A justifiable analysis is not the one that is the most complicated or difficult to understand; again, it is the analysis that tests the hypothesis. As with many human creations, statistics can be used as a way to inflate one’s ego: “Look at how sophisticated I am for doing a complicated analysis!” However, if the analysis does not help test the hypothesis, then it is nothing more than hot air. The problem compounds when readers – intimidated by the statistics –take the author’s statistical interpretations as gospel because they don’t know how to evaluate their validity. Some would argue the analysis should be as simple as possible to increase the number of readers who can understand the analysis. While there may not be one right analysis, certainly there are wrong ones and ones that are better than others.
I recently came across a scientific article published in a top journal by Swartout et al. (2015) that did just what I advised against: They chose an analysis that did not test their hypothesis, or at least, did not test it very well. The article instead used a very complicated analysis. I will give the authors the benefit of the doubt and assume that they were not using their statistics as an ego-boost or to intimidate their readers. The article sought to test the serial rapist assumption, which states that most rapists will rape multiple times rather than only once.

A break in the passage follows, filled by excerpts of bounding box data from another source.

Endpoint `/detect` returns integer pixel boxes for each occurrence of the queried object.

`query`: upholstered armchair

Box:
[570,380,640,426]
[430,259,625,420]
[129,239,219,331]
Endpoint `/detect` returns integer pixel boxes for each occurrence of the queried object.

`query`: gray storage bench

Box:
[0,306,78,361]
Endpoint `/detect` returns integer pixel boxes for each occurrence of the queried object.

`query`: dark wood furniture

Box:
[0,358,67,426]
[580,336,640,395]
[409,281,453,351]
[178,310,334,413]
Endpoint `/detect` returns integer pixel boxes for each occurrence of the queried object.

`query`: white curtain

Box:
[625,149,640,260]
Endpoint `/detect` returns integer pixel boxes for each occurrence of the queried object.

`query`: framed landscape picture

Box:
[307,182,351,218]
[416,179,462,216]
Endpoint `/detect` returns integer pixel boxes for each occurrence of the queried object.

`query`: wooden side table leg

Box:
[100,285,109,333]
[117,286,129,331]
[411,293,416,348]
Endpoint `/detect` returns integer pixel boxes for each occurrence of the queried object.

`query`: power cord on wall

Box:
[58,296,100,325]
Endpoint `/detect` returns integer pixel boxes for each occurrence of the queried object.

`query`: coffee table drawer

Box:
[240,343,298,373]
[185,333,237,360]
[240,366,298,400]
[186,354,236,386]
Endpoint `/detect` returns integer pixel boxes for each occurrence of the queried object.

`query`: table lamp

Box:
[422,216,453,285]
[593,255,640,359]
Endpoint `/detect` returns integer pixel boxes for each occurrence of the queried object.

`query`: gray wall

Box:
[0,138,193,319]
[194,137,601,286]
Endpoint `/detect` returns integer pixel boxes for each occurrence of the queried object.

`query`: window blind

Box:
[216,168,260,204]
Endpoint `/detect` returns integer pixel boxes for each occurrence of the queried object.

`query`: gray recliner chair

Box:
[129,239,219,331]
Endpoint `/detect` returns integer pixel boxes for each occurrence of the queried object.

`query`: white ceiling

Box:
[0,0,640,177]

To test this assumption, the authors ran a latent class growth (or trajectory) analysis. Participants were college men who completed a survey every year of college. At each of these four time points, participants self-reported how many times they forced a woman to have sex in the past year (i.e., rape). The authors created a dichotomous variable out of the responses from each year – whether a participant raped at least once in the past year. These four observed variables were entered into a latent class growth analysis to place participants into groups (or classes) based upon how their probability of rape grew over time. The authors found that most participants fell into a latent class who showed no growth in the probability of rape over time. A minority of participants showed increased growth over time, such that their probability of rape freshman year started at around zero and increased until senior year. Another minority of participants showed decreased growth over the course of college. The authors concluded that because most participants showed no growth in their probability of rape, the serial rapist assumption was not supported.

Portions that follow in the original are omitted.